Tuesday, May 09, 2006

the real isobel archer

Comme l'on serait savant si l'on connaissait bien seulement cinq a six livres...

The question of identification when reading has been unresolved in my mind for some time. I first really began to think about it three years ago after reading Nabokov's lecture on 'Good Readers and Good Writers.' Nabokov upholds that a reader's identification with a text is a grand injustice. It is an injustice against oneself (the reader), the author, and the art (the "world" prepared). He argues, we must "approach it [the text] as something brand new, having no obvious connection with worlds we already know."

Initially, I perceived Nabokov's comments as dripping with an elitist self(author)-importance(impotence). His request for 'kindness to authors' was another one of his devices that makes you suppliant to his gaze. As a reader, as a woman, it seems necessary to enter into an author's world with instincts of self-preservation. Particularly, with anything written after 1900, the vulgar (anti)horizon characterized by endless self-referentiality can be deeply disturbing. It wreaks of melancholia & muse phenomena, mirrors & glittery things.

Nabokov wants us naked--without identification, without sy(em)mpathy, ultimately, without the tricks of the ego that turns narrative into an opiate.


Ultimately, how much are we allowed to identify with someone.

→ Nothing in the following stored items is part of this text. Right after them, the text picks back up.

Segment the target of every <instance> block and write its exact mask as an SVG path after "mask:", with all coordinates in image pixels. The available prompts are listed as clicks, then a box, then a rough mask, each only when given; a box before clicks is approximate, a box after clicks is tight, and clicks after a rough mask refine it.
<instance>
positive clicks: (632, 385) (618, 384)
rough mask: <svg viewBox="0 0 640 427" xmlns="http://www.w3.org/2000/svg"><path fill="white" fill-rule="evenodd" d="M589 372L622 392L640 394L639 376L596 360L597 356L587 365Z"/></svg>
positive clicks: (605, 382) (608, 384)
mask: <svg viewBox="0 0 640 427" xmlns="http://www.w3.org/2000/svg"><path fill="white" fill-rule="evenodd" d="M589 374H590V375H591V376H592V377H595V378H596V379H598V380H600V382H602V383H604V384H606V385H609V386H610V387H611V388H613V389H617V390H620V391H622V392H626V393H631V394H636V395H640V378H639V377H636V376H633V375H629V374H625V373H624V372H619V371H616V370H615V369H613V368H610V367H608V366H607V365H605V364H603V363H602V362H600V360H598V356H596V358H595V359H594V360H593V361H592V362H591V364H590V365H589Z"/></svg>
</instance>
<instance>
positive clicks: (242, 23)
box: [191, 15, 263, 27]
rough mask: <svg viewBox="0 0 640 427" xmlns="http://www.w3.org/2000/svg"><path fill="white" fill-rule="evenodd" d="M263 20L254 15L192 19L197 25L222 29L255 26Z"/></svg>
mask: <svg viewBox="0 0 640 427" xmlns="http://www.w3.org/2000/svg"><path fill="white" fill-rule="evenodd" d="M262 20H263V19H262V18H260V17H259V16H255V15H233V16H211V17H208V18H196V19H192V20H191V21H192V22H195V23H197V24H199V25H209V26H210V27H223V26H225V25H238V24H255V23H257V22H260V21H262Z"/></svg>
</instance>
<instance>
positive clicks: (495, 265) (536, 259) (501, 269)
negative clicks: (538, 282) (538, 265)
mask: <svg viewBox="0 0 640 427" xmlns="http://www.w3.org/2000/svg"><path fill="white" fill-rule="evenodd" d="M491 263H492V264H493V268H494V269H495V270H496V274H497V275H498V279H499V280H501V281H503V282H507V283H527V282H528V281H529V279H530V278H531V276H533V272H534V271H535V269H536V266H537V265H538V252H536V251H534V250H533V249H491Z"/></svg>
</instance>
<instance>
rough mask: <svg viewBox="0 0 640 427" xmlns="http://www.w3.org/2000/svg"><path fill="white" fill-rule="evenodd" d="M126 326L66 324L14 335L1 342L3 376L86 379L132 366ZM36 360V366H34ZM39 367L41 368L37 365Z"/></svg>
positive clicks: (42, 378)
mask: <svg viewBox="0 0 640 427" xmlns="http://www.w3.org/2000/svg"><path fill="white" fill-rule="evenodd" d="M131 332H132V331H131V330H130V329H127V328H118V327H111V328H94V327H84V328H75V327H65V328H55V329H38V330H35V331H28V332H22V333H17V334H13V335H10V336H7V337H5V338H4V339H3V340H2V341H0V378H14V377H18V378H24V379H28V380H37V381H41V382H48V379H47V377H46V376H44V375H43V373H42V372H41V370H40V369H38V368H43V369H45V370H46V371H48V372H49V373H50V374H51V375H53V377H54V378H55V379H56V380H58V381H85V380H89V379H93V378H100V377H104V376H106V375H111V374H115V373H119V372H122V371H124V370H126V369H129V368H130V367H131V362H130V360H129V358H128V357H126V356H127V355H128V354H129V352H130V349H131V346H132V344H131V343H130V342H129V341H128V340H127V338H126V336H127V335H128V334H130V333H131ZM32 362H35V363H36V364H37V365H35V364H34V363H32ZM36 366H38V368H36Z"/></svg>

At times, it is less about identification and more concerned with

But when such blind theatrics dissolve to warmth:
you reading the Greek way of life
by candlelight, and the rain
refreshed by our stillness.

Perhaps, it is best to direct our eyes upwards, as infants to a mobile, and enter the author's world as a resting place for a mind, which has no need for projection, identification.
what is the relationship between projection and identification (?)